OpenMP while loop

Question

I have a code that runs many iterations and only if a condition is met, the result of the iteration is saved. This is naturally expressed as a while loop. I am attempting to make the code run in parallel, since each realisation is independent. So I have this:

while(nit<avit){
    #pragma omp parallel shared(nit,avit)
    {
        //do some stuff
        if(condition){
            #pragma omp critical
            {
                nit++;
                \\save results
            }
        }
    }//implicit barrier here
}

and this works fine... but there is a barrier after each realization, which means that if the stuff I am doing inside the parallel block takes longer in one iteration than the others, all my threads are waiting for it to finish, instead of continuing with the next iteration.

Is there a way to avoid this barrier so that the threads keep working? I am averaging thousands of iterations, so a few more don't hurt (in case the nit variable has not been incremented in already running threads)...

I have tried to turn this into a parallel for, but the automatic increment in the for loop makes the nit variable go wild. This is my attempt:

#pragma omp parallel shared(nit,avit)
{
    #pragma omp for
    for(nit=0;nit<avit;nit++){
        //do some stuff
        if(condition){
            \\save results
        } else {
            #pragma omp critical
            {
                nit--;
            }
        }
    }
}

and it keeps working and going around the for loop, as expected, but my nit variable takes unpredictable values... as one could expect from the increase and decrease of it by different threads at different times.

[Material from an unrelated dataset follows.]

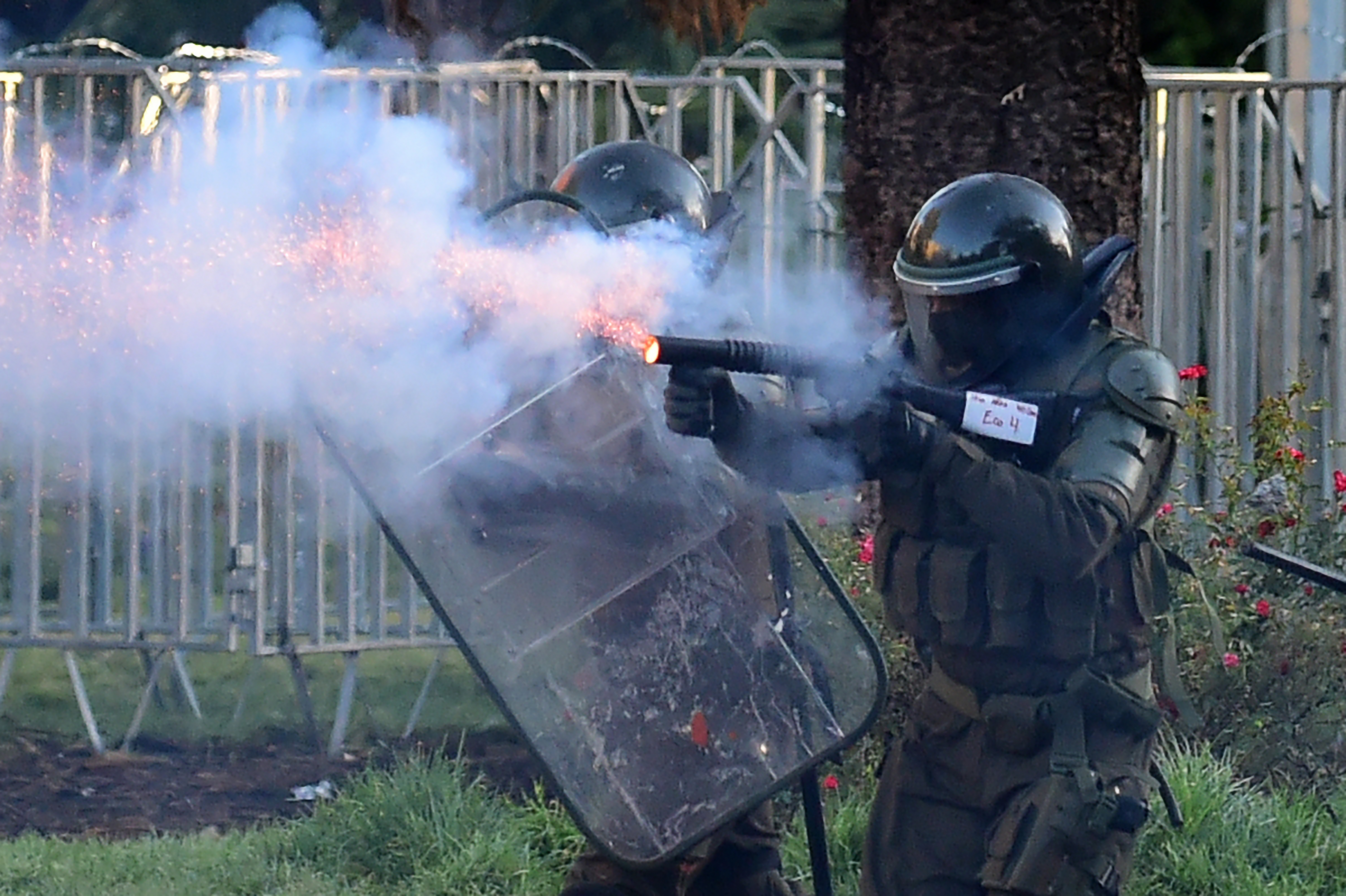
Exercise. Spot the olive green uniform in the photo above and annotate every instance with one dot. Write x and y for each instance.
(1016, 574)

I have also tried leaving the increment in the for loop blank, but it doesn't compile, or trying to trick my code to have no increment in the for loop, like

...
incr=0;
for(nit=0;nit<avit;nit+=incr)
...

but then my code crashes...

Any ideas?

Thanks

Edit: Here's a working minimal example of the code on a while loop:

#include <random>
#include <vector>
#include <iostream>
#include <time.h>
#include <omp.h>
#include <stdlib.h>
#include <unistd.h>

using namespace std;

int main(){

    int nit,dit,avit=100,t,j,tmax=100,jmax=10;
    vector<double> Res(10),avRes(10);

    nit=0; dit=0;
    while(nit<avit){
        #pragma omp parallel shared(tmax,nit,jmax,avRes,avit,dit) private(t,j) firstprivate(Res)
        {
            srand(int(time(NULL)) ^ omp_get_thread_num());
            t=0; j=0;
            while(t<tmax&&j<jmax){
                Res[j]=rand() % 10;
                t+=Res[j];
                if(omp_get_thread_num()==5){
                    usleep(100000);
                }
                j++;
            }
            if(t<tmax){
                #pragma omp critical
                {
                    nit++;
                    for(j=0;j<jmax;j++){
                        avRes[j]+=Res[j];
                    }
                    for(j=0;j<jmax;j++){
                        cout<<avRes[j]/nit<<"\t";
                    }
                    cout<<" \t nit="<<nit<<"\t thread: "<<omp_get_thread_num();
                    cout<<endl;
                }
            } else{
                #pragma omp critical
                {
                    dit++;
                    cout<<"Discarded: "<<dit<<"\r"<<flush;
                }
            }
        }
    }
    return 0;
}

I added the usleep part to simulate one thread taking longer than the others. If you run the program, all threads have to wait for thread 5 to finish, and then they start the next run. what I am trying to do is precisely to avoid such wait, i.e. I'd like the other threads to pick the next iteration without waiting for 5 to finish.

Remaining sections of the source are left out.